Just by showing our passports at the ticket office, we got a free combination ticket to see all the various museums. They were pretty much a few houses with exhibits showcasing the different aspects of Lu Xun’s life. One of them displayed various portraits of Lu Xun’s family.

Here’s a rather depressing charcoal of his father.


And a dour facsimile of his paternal grandfather.


His mother, from whom he takes his pen name, looks very kind and maternal.


Sadly, I can’t say the same for his scary dragon-lady lookalike grandmother.


Here’s Lu Xun’s badly maintained bedroom. Shame on them for leaving the room to bare wire and damp floors. I couldn’t get close enough to get a good photo, the hordes of tourists kept pressing in around me.


And out we popped into the open, where there was a singer performing Cantonese opera, of all things. Of course, everyone had to take photos and I certainly wasn’t an odd one out here.

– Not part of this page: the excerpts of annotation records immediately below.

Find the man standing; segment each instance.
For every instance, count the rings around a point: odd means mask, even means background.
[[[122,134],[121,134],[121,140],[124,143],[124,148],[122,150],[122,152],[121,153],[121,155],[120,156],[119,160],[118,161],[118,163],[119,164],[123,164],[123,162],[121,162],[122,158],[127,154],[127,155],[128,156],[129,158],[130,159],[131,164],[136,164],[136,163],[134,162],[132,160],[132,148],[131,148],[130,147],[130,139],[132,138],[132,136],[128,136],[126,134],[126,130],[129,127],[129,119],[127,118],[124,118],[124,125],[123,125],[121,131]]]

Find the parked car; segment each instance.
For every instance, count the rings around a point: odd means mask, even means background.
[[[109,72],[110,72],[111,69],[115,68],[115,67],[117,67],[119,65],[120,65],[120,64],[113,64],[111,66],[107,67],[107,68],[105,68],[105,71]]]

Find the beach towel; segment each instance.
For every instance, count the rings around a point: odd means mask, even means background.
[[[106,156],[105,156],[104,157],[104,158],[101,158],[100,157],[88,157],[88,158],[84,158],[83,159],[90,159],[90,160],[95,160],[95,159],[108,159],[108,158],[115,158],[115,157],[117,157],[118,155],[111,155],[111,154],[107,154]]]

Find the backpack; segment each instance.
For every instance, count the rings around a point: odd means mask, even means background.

The domestic tourists came in packs and there really was no fighting them. Just go with the flow and all will be well. Take copious photos just like the rest of them.


Children are well-pampered here, especially if they’re out on a trip with their family. Here, this little boy poses for a picture, channeling Lu Xun as a child. He sat at his grandmother’s feet listening to her many folk tales. Some of these stories subsequently went on to influence his works.


It’s just as well that entry was free. It took us about two hours to finish the entire complex, then we went off to search for more food to eat and more wine to buy (and drink).